Toute tentative de déchiffrement avec une clé erronée entraïnera la perte définitive de vos fichiers.

Vous avez 72 heures pour effectuer le paiement. Après quoi, la clé de déchiffrement sera supprimée.

I understand French seulement un peu, so I’ll attempt an imperfect translation. I learned that les fichiers are files, and chiffré is encryption, so let’s give it a go:

Your personal files have become encrypted.

To decrypt them, send €500 worth of Bitcoin to this address: xxxxx

All attempts to destroy the software will lead to the destruction of the decryption key.

All attempts at decryption with the wrong key will lead to the loss of your files.

You have 72 hours to make your payment. After that, the decryption key will be deleted.

Contrary to popular belief, most Canadians aren’t English-French bilingual, and although my French is a little better than most Anglo Canadians, it’s still a bit weak. Oh well – c’est la vie.

Instances of ransomware are becoming a little bit less frequent in 2018 than in 2017. But many new ransomware strains are getting really, really weird. Viro botnet malware is an excellent example.

The Viro botnet attacks seen so far infect a user’s Windows machine through a malicious email attachment. If the user executes the attachment, a random encryption and decryption key is generated, which is also sent to the Viro command and control (C&C) servers.

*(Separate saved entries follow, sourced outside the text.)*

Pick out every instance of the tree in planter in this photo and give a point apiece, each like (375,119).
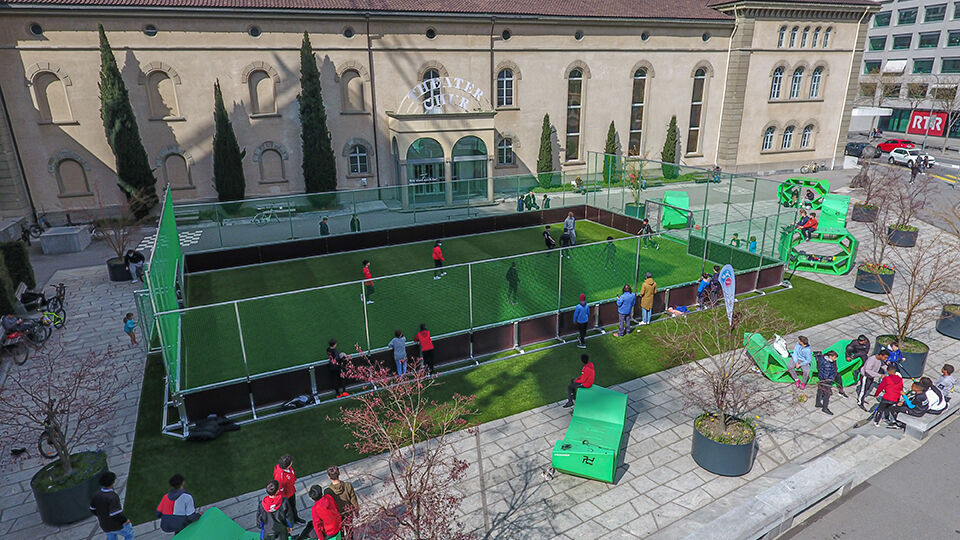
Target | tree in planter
(319,166)
(70,402)
(545,156)
(134,175)
(227,156)
(669,153)
(416,434)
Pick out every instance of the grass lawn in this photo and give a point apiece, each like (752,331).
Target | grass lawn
(243,461)
(302,323)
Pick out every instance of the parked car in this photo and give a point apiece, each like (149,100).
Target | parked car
(861,149)
(890,144)
(907,156)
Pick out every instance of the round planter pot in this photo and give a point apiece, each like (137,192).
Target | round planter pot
(864,215)
(117,270)
(912,364)
(720,458)
(72,503)
(949,323)
(873,283)
(902,238)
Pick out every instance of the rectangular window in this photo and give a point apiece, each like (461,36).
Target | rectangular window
(929,40)
(902,42)
(935,13)
(923,65)
(907,16)
(950,65)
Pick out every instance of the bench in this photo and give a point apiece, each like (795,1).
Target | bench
(591,446)
(918,426)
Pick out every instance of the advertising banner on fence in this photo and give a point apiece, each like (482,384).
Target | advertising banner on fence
(920,119)
(728,284)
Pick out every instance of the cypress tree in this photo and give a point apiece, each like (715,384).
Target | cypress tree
(610,155)
(227,156)
(669,152)
(319,166)
(545,158)
(133,168)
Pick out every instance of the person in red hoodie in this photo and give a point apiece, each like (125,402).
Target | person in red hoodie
(438,261)
(891,386)
(585,380)
(287,479)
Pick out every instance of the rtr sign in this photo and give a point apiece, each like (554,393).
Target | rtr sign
(919,121)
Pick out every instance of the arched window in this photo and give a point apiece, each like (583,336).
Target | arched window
(161,94)
(574,110)
(176,172)
(787,138)
(805,136)
(505,88)
(51,95)
(815,79)
(696,111)
(796,82)
(351,88)
(636,111)
(72,178)
(262,100)
(767,139)
(776,83)
(505,152)
(358,160)
(431,104)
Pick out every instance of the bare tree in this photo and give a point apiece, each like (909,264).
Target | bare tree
(68,401)
(401,420)
(724,384)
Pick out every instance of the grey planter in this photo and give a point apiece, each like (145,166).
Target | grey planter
(723,459)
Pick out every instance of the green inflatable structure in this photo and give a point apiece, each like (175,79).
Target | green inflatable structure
(773,365)
(591,446)
(831,229)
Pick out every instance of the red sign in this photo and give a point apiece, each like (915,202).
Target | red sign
(919,120)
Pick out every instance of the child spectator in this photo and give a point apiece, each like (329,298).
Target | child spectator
(870,371)
(176,509)
(426,347)
(891,387)
(273,515)
(287,480)
(344,496)
(368,284)
(800,358)
(625,309)
(581,316)
(827,373)
(129,326)
(585,380)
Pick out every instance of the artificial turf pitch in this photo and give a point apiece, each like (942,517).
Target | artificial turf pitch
(293,329)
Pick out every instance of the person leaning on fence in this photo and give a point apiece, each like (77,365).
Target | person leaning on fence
(801,357)
(585,380)
(625,303)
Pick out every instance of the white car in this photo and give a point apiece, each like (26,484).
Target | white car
(907,156)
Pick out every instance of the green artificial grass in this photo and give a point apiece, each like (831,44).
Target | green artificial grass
(242,461)
(290,330)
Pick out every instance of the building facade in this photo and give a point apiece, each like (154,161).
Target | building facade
(415,94)
(912,65)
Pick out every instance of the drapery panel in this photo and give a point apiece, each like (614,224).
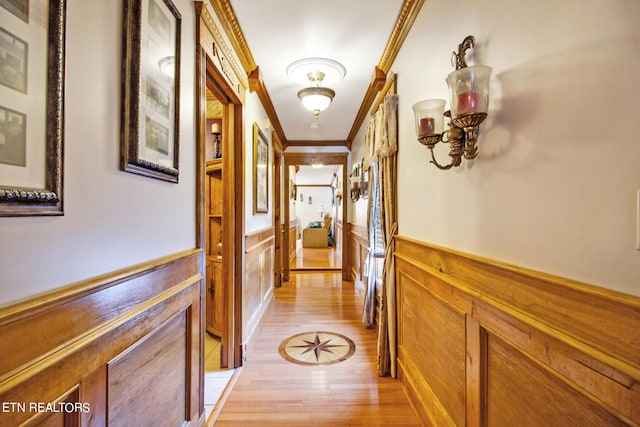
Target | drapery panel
(381,146)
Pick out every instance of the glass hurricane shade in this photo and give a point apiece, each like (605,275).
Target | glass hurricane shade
(316,98)
(429,115)
(469,90)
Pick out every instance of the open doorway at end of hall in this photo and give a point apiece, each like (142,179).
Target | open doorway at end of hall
(315,213)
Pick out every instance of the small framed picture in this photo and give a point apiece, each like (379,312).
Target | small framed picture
(32,90)
(260,171)
(149,143)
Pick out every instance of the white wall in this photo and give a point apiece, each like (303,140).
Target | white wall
(357,211)
(554,186)
(112,219)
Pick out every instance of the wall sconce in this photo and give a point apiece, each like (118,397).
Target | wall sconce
(215,131)
(469,93)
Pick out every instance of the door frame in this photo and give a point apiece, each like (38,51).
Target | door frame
(232,198)
(329,158)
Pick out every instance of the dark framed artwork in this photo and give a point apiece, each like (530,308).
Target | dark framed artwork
(149,143)
(20,8)
(260,171)
(32,67)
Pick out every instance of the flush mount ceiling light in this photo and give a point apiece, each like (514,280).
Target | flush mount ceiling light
(315,71)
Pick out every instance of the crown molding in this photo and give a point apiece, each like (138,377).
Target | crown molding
(230,24)
(378,80)
(325,143)
(257,85)
(404,22)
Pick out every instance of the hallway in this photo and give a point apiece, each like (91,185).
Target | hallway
(272,391)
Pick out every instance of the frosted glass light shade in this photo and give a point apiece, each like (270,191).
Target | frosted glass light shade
(429,115)
(316,98)
(469,90)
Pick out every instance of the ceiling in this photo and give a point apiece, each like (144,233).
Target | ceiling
(353,32)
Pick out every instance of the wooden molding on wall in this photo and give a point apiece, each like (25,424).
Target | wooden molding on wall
(483,343)
(257,85)
(89,345)
(358,245)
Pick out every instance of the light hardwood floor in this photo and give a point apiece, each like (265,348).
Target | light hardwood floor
(271,391)
(316,258)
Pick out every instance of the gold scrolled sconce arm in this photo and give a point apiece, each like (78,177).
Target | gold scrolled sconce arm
(469,98)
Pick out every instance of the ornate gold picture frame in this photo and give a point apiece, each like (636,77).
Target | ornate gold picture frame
(260,171)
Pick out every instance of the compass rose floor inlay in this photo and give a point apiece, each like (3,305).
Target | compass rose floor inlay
(317,348)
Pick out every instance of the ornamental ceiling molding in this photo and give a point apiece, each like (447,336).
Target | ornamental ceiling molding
(221,50)
(230,24)
(406,17)
(328,158)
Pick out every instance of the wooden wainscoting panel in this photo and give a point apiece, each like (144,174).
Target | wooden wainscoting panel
(439,358)
(58,416)
(258,291)
(293,237)
(154,363)
(534,346)
(136,302)
(520,391)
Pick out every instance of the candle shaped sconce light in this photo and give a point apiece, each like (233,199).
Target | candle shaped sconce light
(469,97)
(217,140)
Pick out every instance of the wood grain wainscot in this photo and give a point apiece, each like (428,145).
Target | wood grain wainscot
(482,343)
(258,292)
(123,348)
(358,250)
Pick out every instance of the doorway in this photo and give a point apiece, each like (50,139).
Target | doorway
(293,230)
(219,213)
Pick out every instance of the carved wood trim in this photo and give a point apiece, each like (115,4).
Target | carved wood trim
(236,76)
(257,85)
(229,22)
(298,143)
(390,88)
(377,82)
(404,22)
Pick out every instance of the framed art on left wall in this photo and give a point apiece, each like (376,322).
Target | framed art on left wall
(149,142)
(32,67)
(260,171)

The Viro malware then looks for two Windows registry keys, “ProductId” at “SOFTWARE\\Microsoft\\Windows NT\\CurrentVersion” and “MachineGuid” at “SOFTWARE\\Microsoft\\Cryptography.” If both are found, the malware will then use an RSA cipher to encrypt all files with the following extensions

  • ASP
  • ASPX
  • CSV
  • DOC
  • DOCX
  • HTML
  • JPG
  • MDB
  • ODT
  • PDF
  • PHP
  • PNG
  • PPT
  • PPTX
  • PSD
    • SLN
    • SQL
    • SWP
    • TXT
    • XLS
    • XLSX
    • XML

The list covers most important documents and media file types, but nothing that would prevent the user from using Windows in a basic way. However, losing your documents is surely enough to compel most people to pay the ransome to the cyber attacker, but not enough to completely cripple them. There may be a method to the cyber attacker’s madness.

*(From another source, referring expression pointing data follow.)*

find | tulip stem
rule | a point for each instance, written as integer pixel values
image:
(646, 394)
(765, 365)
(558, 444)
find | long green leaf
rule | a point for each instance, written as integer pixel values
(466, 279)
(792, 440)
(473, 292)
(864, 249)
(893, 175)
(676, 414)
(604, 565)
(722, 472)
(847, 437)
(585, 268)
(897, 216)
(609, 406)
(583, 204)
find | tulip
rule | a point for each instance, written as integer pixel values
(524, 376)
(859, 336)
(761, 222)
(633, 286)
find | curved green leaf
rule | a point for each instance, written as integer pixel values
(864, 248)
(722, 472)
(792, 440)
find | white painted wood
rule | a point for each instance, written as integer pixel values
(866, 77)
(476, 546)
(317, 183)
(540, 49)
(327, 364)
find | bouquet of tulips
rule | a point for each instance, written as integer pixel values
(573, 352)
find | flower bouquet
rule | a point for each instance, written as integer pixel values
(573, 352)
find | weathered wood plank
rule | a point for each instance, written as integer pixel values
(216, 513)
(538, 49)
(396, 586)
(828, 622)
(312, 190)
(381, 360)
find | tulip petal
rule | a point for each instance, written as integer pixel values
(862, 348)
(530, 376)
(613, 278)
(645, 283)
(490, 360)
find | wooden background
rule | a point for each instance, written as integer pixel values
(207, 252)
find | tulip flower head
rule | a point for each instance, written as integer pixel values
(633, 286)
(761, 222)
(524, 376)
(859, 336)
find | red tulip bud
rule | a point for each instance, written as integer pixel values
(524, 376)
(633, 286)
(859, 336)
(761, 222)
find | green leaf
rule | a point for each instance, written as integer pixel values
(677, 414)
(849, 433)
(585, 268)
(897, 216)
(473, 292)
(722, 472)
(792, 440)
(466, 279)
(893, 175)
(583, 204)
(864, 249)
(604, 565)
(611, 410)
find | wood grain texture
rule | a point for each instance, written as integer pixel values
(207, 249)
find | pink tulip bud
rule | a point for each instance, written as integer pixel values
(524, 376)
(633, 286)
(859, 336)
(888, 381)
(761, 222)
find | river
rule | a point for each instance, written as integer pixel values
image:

The ransom note will appear on the user’s screen when the encryption process commences. Then, the machine also becomes a part of the Viro botnet, sending emails with malicious attachments to other possible targets.

In the malware’s code, researchers have also found a keylogger which sends the logged keystrokes back to the C&C servers. They also found that infected targets may download more malware from the C&C servers and execute it through Windows PowerShell.

It appears that the cyber attackers have much greater ambition for Viro than just a botnet that transmits a unique strain of ransomware. The malware probably is still in development, and the PowerShell exploits could be used to completely control victims’ computers.

There’s no news yet as to whether or not paying the ransom will actually decrypt your files. Either way, never ever open an email attachment from an unfamiliar sender! Or check out Comodo Advanced Endpoint Protection, that will render even Viro harmless!